Photosynthesis

Photosynthesis is the difference between the Earth and everywhere else we know about. From Mercury to Pluto and, so far as we know, on all the hundreds of other planets we have now discovered, sunlight — or starlight — falls on craters and mountains, clouds or ice, and is either absorbed or reflected. But on the Earth, it is absorbed by purposeful systems that do something with it.That something, photosynthesis, happens on a molecular scale but has planetary effects.

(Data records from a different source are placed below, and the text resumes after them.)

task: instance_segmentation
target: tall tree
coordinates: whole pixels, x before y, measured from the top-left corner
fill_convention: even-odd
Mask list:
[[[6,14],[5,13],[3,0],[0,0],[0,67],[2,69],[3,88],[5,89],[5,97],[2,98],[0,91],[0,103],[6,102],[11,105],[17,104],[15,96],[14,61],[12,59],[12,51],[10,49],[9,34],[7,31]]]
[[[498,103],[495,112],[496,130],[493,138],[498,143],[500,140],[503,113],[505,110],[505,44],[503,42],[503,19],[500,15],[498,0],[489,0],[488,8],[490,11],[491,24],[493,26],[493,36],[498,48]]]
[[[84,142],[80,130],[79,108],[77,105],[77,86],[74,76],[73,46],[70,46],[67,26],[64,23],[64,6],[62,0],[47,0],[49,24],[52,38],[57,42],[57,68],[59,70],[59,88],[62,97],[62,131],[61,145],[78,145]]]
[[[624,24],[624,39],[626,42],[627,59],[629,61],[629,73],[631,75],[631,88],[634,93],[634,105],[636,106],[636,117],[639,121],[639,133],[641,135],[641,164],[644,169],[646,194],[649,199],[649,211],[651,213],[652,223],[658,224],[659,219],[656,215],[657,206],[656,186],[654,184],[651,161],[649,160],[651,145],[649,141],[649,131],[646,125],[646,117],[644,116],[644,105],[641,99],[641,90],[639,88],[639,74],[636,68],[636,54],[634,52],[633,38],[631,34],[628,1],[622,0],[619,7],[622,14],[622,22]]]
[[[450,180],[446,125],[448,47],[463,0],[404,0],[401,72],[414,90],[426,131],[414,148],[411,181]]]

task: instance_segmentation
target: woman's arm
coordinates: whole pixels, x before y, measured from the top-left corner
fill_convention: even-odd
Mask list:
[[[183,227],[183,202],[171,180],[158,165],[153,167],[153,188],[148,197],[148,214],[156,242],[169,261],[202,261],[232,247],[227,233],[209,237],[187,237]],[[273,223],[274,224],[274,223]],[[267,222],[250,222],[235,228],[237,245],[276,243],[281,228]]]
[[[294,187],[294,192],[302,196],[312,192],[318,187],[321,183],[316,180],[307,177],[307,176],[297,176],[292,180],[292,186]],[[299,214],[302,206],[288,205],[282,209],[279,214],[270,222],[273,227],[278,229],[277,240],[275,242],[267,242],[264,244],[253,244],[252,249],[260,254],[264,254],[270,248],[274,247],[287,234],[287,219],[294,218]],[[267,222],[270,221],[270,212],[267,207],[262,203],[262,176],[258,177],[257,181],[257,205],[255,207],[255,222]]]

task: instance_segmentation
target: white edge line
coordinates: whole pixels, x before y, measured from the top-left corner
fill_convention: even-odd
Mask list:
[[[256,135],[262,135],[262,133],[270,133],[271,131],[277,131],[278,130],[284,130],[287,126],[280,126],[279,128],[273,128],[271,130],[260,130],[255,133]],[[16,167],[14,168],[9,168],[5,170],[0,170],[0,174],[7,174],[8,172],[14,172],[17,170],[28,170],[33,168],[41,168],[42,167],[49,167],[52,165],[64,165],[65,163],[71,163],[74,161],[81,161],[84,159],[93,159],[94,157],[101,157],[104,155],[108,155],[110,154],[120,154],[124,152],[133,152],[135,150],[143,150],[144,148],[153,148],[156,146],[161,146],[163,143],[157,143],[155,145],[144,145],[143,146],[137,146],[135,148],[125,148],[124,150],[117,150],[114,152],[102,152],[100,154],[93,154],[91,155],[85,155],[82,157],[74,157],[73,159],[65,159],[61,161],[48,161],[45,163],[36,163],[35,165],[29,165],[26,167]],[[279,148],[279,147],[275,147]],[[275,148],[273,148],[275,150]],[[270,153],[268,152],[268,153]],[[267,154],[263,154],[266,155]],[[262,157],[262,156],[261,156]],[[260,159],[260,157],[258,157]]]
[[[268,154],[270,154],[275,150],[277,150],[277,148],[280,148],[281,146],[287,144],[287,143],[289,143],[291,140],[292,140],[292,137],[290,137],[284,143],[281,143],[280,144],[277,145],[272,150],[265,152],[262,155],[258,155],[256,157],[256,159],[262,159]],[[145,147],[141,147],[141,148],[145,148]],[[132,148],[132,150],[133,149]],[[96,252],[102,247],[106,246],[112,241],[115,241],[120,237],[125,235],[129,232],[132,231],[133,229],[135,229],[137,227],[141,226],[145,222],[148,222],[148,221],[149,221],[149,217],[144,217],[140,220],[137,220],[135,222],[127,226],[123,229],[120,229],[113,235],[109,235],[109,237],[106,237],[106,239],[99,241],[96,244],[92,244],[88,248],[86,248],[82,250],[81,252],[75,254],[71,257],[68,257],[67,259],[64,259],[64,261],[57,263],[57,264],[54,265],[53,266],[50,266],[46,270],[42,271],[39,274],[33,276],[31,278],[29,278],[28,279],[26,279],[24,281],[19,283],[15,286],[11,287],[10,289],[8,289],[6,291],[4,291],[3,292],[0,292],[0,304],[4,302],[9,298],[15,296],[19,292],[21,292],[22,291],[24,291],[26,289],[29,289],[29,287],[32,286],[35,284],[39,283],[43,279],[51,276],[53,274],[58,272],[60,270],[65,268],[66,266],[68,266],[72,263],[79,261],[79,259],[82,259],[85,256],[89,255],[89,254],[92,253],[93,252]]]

Photosynthesis is the process whereby light is absorbed by plants, algae and other organisms and its energy is stored by a chemical called adenosine triphosphate, ATP. In plants, the solar energy is absorbed by a pigment called chlorophyll. It absorbs most of the light apart from the green. The green light is reflected, which is what makes plants look green. Other organisms that perform photosynthesis, especially some bacteria, use other pigments to absorb the light and can be red or blue.

The light absorption is the «light phase» of photosynthesis. It is followed by the ‘dark phase» in which energy stored in ATP is used to turn water which plants draw up from their roots, and carbon dioxide from the atmosphere, into sugars. This reaction creates living matter and also releases oxygen for animals to breathe, including us. So it is the vital transaction in the existence of life on Earth.